As long as I'm not the Canadian Homer Simpson we'll be alright.


----------



## zombiesniper (Dec 2, 2020)

dxqcanada said:


> Ah, Pet and the Ottawa River!! Your going to need a canoe.
> Hmm, means that Jr. will be closer to Algonquin.



Yup nice and close. I want an 8 wheeled Argo.


----------



## dxqcanada (Dec 2, 2020)

Achray and the Barron Canyon in Algonquin !!!
Ah, great memories ...


----------



## dxqcanada (Dec 2, 2020)




----------



## SquarePeg (Dec 2, 2020)

Sounds like great news, congratulations!  Good luck with the move.  

I’m not familiar with the geography up there - will you be close to sone new scenic areas?  What about wildlife?


----------



## Dean_Gretsch (Dec 3, 2020)

Congrats on the new job. I hope everyone will be happy and we see you back in form on here soon.


----------



## zombiesniper (Dec 3, 2020)

Thank you.



SquarePeg said:


> I’m not familiar with the geography up there - will you be close to sone new scenic areas? What about wildlife?

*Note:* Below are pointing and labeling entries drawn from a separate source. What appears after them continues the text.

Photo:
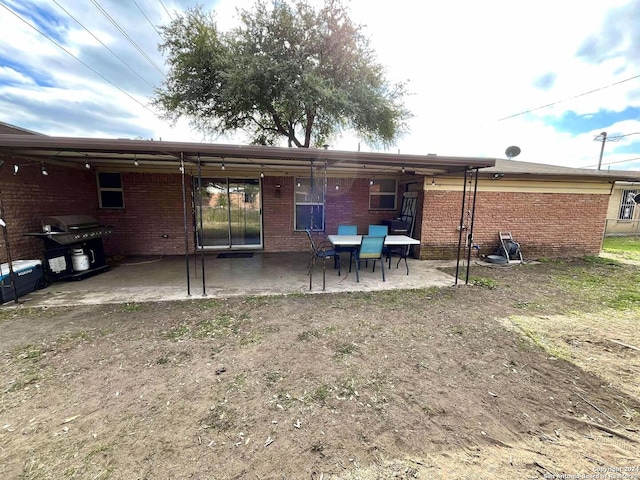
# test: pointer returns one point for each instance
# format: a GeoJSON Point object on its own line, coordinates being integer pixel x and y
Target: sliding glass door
{"type": "Point", "coordinates": [231, 213]}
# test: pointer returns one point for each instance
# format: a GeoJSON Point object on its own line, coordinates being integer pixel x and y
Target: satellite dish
{"type": "Point", "coordinates": [512, 151]}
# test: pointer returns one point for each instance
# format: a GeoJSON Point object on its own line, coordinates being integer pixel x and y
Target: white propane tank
{"type": "Point", "coordinates": [79, 260]}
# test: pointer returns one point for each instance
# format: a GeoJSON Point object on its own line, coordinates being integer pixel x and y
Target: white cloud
{"type": "Point", "coordinates": [468, 63]}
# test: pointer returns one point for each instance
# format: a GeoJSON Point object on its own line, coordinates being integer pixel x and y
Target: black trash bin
{"type": "Point", "coordinates": [28, 275]}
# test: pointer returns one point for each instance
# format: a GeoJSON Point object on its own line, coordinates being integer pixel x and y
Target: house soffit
{"type": "Point", "coordinates": [165, 157]}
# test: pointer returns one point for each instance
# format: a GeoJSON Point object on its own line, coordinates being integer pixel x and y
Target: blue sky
{"type": "Point", "coordinates": [547, 76]}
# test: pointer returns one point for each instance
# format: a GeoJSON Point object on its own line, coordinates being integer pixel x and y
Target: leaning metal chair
{"type": "Point", "coordinates": [370, 249]}
{"type": "Point", "coordinates": [348, 230]}
{"type": "Point", "coordinates": [323, 251]}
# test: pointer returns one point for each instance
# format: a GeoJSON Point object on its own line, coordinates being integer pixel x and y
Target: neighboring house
{"type": "Point", "coordinates": [623, 214]}
{"type": "Point", "coordinates": [173, 198]}
{"type": "Point", "coordinates": [551, 211]}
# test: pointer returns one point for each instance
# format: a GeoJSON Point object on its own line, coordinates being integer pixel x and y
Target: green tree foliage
{"type": "Point", "coordinates": [289, 70]}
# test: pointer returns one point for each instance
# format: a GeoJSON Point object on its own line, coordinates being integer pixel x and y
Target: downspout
{"type": "Point", "coordinates": [473, 216]}
{"type": "Point", "coordinates": [461, 225]}
{"type": "Point", "coordinates": [204, 290]}
{"type": "Point", "coordinates": [186, 229]}
{"type": "Point", "coordinates": [8, 249]}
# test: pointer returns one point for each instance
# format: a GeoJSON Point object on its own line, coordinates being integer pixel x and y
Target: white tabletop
{"type": "Point", "coordinates": [355, 240]}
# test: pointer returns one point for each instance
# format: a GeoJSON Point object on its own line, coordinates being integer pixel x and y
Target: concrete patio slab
{"type": "Point", "coordinates": [153, 279]}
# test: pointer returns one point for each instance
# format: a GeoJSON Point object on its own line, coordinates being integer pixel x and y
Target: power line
{"type": "Point", "coordinates": [570, 98]}
{"type": "Point", "coordinates": [618, 161]}
{"type": "Point", "coordinates": [105, 46]}
{"type": "Point", "coordinates": [71, 54]}
{"type": "Point", "coordinates": [165, 9]}
{"type": "Point", "coordinates": [121, 30]}
{"type": "Point", "coordinates": [145, 16]}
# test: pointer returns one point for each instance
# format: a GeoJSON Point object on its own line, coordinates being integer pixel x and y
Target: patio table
{"type": "Point", "coordinates": [389, 241]}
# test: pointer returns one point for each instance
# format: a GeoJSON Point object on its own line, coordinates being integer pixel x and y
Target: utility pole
{"type": "Point", "coordinates": [604, 139]}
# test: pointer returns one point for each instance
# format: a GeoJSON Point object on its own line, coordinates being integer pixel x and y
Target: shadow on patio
{"type": "Point", "coordinates": [151, 279]}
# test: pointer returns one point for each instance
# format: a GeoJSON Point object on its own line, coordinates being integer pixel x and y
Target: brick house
{"type": "Point", "coordinates": [172, 197]}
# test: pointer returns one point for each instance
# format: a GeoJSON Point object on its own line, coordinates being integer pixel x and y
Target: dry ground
{"type": "Point", "coordinates": [532, 372]}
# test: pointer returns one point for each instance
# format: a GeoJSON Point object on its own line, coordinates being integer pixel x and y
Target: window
{"type": "Point", "coordinates": [627, 205]}
{"type": "Point", "coordinates": [382, 194]}
{"type": "Point", "coordinates": [309, 204]}
{"type": "Point", "coordinates": [110, 190]}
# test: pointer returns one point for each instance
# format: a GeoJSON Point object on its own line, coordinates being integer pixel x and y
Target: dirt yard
{"type": "Point", "coordinates": [532, 372]}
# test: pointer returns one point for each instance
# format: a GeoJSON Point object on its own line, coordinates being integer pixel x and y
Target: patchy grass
{"type": "Point", "coordinates": [132, 307]}
{"type": "Point", "coordinates": [489, 283]}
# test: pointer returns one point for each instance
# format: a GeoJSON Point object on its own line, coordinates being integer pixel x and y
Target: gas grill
{"type": "Point", "coordinates": [73, 246]}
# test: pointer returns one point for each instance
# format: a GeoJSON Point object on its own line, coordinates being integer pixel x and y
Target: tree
{"type": "Point", "coordinates": [288, 70]}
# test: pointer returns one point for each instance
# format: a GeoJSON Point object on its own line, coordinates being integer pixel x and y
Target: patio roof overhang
{"type": "Point", "coordinates": [162, 156]}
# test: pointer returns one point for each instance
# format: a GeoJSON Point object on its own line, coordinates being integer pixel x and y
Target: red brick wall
{"type": "Point", "coordinates": [545, 224]}
{"type": "Point", "coordinates": [153, 207]}
{"type": "Point", "coordinates": [29, 196]}
{"type": "Point", "coordinates": [349, 204]}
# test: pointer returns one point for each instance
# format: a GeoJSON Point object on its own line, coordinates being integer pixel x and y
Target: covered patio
{"type": "Point", "coordinates": [155, 279]}
{"type": "Point", "coordinates": [161, 181]}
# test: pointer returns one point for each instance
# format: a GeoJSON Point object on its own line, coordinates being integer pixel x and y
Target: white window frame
{"type": "Point", "coordinates": [627, 205]}
{"type": "Point", "coordinates": [109, 189]}
{"type": "Point", "coordinates": [311, 200]}
{"type": "Point", "coordinates": [373, 193]}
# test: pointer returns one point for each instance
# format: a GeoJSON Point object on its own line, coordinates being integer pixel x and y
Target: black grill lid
{"type": "Point", "coordinates": [69, 223]}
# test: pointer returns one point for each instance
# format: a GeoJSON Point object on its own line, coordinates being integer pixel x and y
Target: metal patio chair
{"type": "Point", "coordinates": [321, 250]}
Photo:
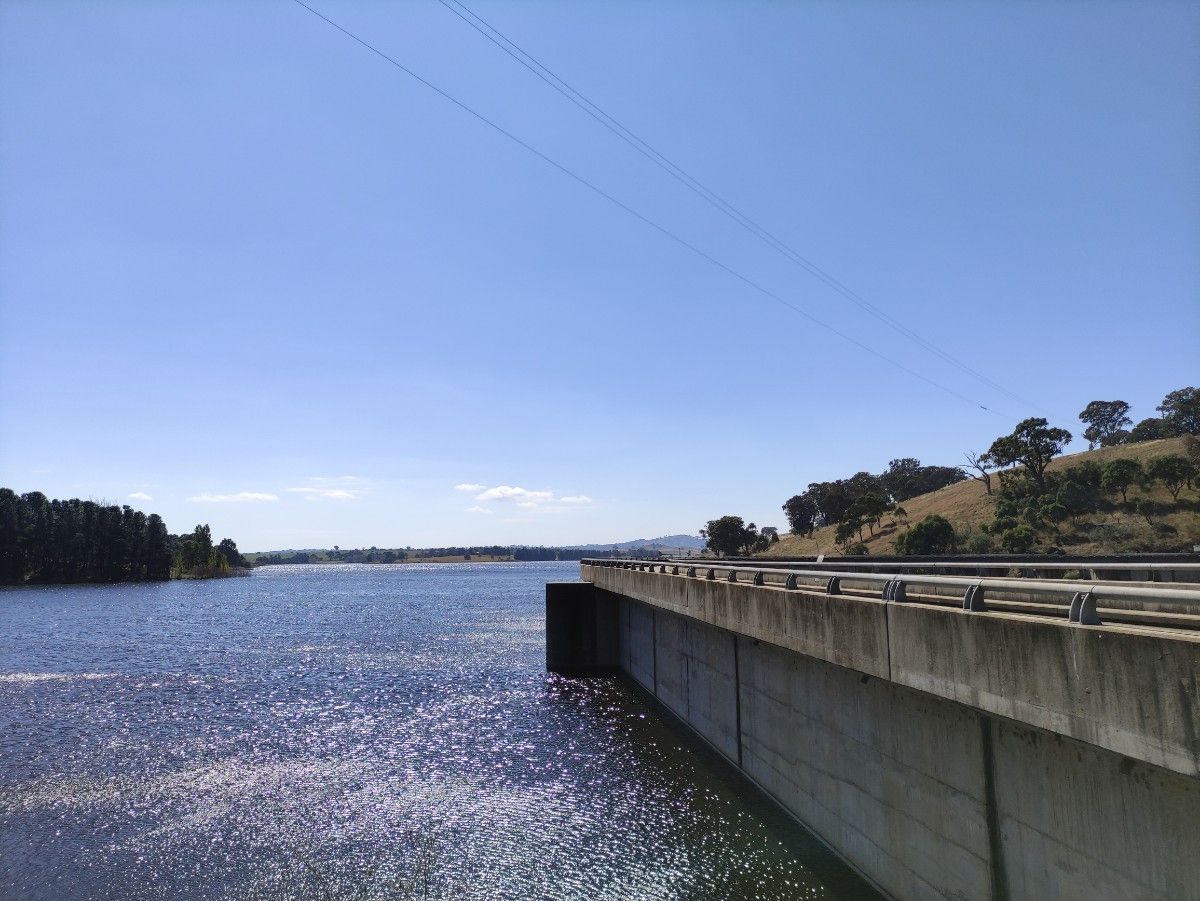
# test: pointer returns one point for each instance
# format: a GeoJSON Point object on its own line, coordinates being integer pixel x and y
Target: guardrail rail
{"type": "Point", "coordinates": [1086, 602]}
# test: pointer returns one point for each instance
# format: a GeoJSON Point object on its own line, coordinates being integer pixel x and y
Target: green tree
{"type": "Point", "coordinates": [906, 478]}
{"type": "Point", "coordinates": [802, 514]}
{"type": "Point", "coordinates": [1181, 410]}
{"type": "Point", "coordinates": [1032, 444]}
{"type": "Point", "coordinates": [228, 550]}
{"type": "Point", "coordinates": [1171, 470]}
{"type": "Point", "coordinates": [1078, 498]}
{"type": "Point", "coordinates": [983, 464]}
{"type": "Point", "coordinates": [1120, 475]}
{"type": "Point", "coordinates": [1019, 540]}
{"type": "Point", "coordinates": [729, 535]}
{"type": "Point", "coordinates": [1149, 430]}
{"type": "Point", "coordinates": [197, 548]}
{"type": "Point", "coordinates": [1104, 419]}
{"type": "Point", "coordinates": [931, 535]}
{"type": "Point", "coordinates": [1147, 509]}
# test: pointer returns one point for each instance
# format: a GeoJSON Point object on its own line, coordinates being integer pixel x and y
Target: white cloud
{"type": "Point", "coordinates": [319, 493]}
{"type": "Point", "coordinates": [511, 492]}
{"type": "Point", "coordinates": [523, 498]}
{"type": "Point", "coordinates": [239, 498]}
{"type": "Point", "coordinates": [319, 487]}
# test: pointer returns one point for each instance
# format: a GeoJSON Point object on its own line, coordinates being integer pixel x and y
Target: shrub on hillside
{"type": "Point", "coordinates": [931, 535]}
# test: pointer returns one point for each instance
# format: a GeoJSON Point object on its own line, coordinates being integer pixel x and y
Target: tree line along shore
{"type": "Point", "coordinates": [46, 541]}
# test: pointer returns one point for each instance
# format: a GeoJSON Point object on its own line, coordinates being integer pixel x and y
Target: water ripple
{"type": "Point", "coordinates": [354, 732]}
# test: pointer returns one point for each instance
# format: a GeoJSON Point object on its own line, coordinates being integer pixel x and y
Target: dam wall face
{"type": "Point", "coordinates": [928, 794]}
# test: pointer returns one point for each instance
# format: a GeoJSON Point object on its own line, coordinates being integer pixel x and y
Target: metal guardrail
{"type": "Point", "coordinates": [1081, 600]}
{"type": "Point", "coordinates": [1081, 565]}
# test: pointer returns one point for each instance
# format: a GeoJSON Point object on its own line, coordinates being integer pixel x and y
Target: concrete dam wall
{"type": "Point", "coordinates": [943, 754]}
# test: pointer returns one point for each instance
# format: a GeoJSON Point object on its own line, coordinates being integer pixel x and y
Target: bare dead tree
{"type": "Point", "coordinates": [984, 464]}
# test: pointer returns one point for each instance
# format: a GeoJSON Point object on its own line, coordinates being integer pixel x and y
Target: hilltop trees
{"type": "Point", "coordinates": [931, 535]}
{"type": "Point", "coordinates": [1173, 470]}
{"type": "Point", "coordinates": [906, 478]}
{"type": "Point", "coordinates": [729, 535]}
{"type": "Point", "coordinates": [1030, 500]}
{"type": "Point", "coordinates": [1181, 412]}
{"type": "Point", "coordinates": [1105, 421]}
{"type": "Point", "coordinates": [1120, 475]}
{"type": "Point", "coordinates": [802, 514]}
{"type": "Point", "coordinates": [984, 464]}
{"type": "Point", "coordinates": [1032, 444]}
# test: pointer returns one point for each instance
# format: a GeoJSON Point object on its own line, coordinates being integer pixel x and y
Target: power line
{"type": "Point", "coordinates": [613, 125]}
{"type": "Point", "coordinates": [635, 214]}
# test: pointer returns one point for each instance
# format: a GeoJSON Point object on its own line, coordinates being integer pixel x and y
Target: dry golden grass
{"type": "Point", "coordinates": [967, 506]}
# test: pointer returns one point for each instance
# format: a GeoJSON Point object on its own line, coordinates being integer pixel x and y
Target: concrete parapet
{"type": "Point", "coordinates": [1135, 691]}
{"type": "Point", "coordinates": [1128, 690]}
{"type": "Point", "coordinates": [943, 752]}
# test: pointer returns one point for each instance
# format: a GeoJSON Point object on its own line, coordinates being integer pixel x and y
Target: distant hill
{"type": "Point", "coordinates": [967, 506]}
{"type": "Point", "coordinates": [665, 544]}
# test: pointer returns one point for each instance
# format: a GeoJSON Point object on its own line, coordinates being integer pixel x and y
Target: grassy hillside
{"type": "Point", "coordinates": [967, 506]}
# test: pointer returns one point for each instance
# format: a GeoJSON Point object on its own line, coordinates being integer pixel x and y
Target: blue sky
{"type": "Point", "coordinates": [252, 275]}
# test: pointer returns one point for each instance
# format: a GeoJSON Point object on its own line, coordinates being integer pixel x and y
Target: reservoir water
{"type": "Point", "coordinates": [355, 732]}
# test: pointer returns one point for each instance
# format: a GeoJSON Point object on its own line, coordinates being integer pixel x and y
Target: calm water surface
{"type": "Point", "coordinates": [354, 732]}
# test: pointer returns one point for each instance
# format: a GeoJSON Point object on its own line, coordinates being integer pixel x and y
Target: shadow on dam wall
{"type": "Point", "coordinates": [927, 796]}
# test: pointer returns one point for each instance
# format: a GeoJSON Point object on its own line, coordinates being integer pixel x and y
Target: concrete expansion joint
{"type": "Point", "coordinates": [1083, 610]}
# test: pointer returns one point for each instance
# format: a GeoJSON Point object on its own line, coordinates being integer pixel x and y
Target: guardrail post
{"type": "Point", "coordinates": [973, 600]}
{"type": "Point", "coordinates": [1083, 610]}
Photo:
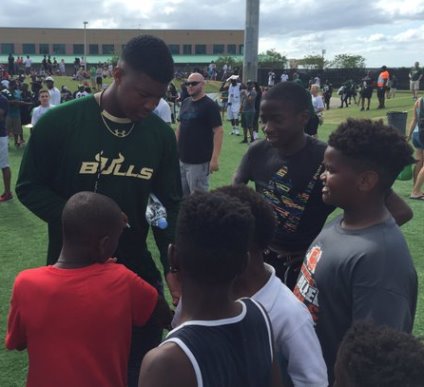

We'll be an hour outside of Algonquin park which has a lot of wildlife we don't normally get. The area we wish to buy in has Whippoorwills that will come almost right to your house and keep you awake at night.


----------



## Original katomi (Dec 3, 2020)

All the best wish you well with the move


----------



## BrentC (Dec 3, 2020)

Congrats Trevor!   Looks like it will be a perfect area for you and Logan.


----------



## terri (Dec 3, 2020)

zombiesniper said:


> Thank you.
> 
> 
> 
> ...


That sounds lovely!   You'll get used to those whippoorwills.   We had them years ago where we once lived, until the woods behind our house were "developed" and people moved in.   The birds left, and we missed them greatly.   I always found them soothing.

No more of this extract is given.